The European Systemic Risk Board (ESRB) released a report on Thursday outlining the top 3 nightmare scenarios in which a crypto industry crisis could leak out and pose “systemic risk” to the broader financial system.
The main risk listed is a potential run on a “big reserve-backed stablecoin” such as Tether (USDT) or USD Coin (USDC).
Connecting Crypto to TradFi
In its 77 pages reportthe ESRB argued that as the volatile cryptocurrency industry grows, so does its connection to the mainstream financial world.
The board does not believe that this interconnection poses any kind of “systemic risk” to “critical services” in the immediate future, noting “only a sporadic correlation between the booms and busts of crypto assets and traditional finance.”
That being said, there are a variety of ways this risk can manifest in the future. These include a lack of identification of how forms of interconnection play out and increased adoption of cryptographic technologies within traditional finance itself.
Right now, one of the main connections between cryptocurrencies and TradFi is reserve-backed stablecoins. These are crypto assets whose price remains pegged to a relatively stable priced non-crypto asset, such as fiat currency or gold, and are backed by reserves that hold those assets.
“A run on a reserve-backed stablecoin would trigger forced sales of tradable debt and bank withdrawals,” the ESRB wrote. “There is always the possibility that this could turn into a broader panic.”
The stablecoin panic is nothing new for the cryptocurrency industry. In May 2022, Tether suffered withdrawal pressure within the billions of dollars in May 2022, but still managed to maintain its parity with the dollar. USDC was unpegged for several days in March 2023 after the collapse of Silicon Valley Bank, which held much of the reserves backing the currency, prompting many holders to flee to USDT.

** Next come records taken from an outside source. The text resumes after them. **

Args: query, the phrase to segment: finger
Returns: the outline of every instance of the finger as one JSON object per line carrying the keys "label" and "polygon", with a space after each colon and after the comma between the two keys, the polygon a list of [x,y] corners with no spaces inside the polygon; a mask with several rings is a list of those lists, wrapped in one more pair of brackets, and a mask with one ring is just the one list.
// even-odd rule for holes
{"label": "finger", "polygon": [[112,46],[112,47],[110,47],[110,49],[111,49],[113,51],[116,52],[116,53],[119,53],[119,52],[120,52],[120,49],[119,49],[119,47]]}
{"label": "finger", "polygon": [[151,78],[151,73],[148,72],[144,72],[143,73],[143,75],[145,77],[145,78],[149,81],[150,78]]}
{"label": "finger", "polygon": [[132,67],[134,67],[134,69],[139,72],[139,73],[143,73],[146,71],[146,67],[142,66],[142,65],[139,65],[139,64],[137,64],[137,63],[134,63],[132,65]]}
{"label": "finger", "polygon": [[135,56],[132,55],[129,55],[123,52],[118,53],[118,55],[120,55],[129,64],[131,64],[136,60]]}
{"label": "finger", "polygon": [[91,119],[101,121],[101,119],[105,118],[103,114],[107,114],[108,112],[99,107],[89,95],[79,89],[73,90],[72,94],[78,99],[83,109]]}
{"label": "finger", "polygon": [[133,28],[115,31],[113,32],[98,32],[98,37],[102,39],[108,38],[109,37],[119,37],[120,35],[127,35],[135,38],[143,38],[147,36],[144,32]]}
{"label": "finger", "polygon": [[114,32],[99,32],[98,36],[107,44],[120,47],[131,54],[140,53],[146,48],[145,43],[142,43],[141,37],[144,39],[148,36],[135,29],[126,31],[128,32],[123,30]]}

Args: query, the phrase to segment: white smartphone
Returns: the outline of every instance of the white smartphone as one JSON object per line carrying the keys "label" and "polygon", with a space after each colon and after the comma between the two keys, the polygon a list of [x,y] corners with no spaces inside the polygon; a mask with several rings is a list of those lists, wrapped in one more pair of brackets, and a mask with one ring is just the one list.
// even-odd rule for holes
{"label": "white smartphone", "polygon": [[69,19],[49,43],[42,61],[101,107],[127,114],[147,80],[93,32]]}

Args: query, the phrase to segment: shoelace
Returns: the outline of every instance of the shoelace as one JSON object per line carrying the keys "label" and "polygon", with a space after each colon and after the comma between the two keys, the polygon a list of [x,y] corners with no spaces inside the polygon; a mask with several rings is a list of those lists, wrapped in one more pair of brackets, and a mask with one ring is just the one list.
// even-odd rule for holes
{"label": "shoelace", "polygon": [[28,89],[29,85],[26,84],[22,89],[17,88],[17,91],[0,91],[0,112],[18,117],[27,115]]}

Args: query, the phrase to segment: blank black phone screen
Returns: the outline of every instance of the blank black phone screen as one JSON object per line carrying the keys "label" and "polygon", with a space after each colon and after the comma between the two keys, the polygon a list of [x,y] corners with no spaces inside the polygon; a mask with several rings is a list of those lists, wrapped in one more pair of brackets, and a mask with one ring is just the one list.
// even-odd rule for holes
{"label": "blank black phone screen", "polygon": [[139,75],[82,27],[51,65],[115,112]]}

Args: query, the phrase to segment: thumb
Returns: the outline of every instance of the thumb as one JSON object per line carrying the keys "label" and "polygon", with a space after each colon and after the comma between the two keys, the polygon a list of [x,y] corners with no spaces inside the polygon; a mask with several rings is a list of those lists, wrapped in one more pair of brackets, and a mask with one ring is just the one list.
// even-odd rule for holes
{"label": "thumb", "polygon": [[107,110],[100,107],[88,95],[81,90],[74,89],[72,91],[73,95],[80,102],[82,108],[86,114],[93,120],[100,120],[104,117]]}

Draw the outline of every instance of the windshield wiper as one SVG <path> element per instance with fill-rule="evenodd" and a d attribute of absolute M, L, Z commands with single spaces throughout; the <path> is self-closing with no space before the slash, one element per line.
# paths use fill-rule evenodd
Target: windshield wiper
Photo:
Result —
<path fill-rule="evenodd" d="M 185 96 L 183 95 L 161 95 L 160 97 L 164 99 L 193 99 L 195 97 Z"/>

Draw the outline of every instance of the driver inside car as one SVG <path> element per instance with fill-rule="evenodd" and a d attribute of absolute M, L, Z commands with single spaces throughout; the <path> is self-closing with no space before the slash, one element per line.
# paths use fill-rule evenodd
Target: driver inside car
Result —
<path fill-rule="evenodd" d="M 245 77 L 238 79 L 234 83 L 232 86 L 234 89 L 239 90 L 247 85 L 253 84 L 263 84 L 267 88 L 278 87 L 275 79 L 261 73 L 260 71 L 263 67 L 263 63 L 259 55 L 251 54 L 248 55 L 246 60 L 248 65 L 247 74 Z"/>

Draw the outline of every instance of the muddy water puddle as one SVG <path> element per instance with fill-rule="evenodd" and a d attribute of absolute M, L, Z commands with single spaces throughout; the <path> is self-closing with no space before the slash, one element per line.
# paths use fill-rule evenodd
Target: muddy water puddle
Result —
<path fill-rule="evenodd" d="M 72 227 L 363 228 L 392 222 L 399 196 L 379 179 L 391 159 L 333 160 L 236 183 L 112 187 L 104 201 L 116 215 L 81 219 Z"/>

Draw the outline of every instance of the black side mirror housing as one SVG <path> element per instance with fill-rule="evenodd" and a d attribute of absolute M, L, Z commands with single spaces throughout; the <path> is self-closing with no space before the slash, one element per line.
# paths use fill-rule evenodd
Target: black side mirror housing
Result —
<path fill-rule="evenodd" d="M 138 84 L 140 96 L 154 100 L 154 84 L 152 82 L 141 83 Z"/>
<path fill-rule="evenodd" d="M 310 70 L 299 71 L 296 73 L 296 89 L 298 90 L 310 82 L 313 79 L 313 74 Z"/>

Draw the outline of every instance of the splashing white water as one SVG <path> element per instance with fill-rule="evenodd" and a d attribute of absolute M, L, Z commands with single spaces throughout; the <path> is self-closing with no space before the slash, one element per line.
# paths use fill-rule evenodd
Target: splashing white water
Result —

Crypto is also connected to TradFi through banks and other institutions that facilitate conversions between crypto assets and fiat currency. The board noted that these institutions may also face runs and failures, as did Silicon Valley Bank, Silvergate Bank and Signature Bank in March.
“Overall, at this stage, this report concludes that the connections between crypto assets and the traditional financial worlds remain extremely modest.”
In addition to a run on stablecoins, the board claimed that an increase in the prominence of crypto assets within the payment system could cause risk to be passed on to the TradFi world. The International Monetary Fund (IMF) has warned of similar risks around El Salvador, to which recommends abandon Bitcoin as legal tender.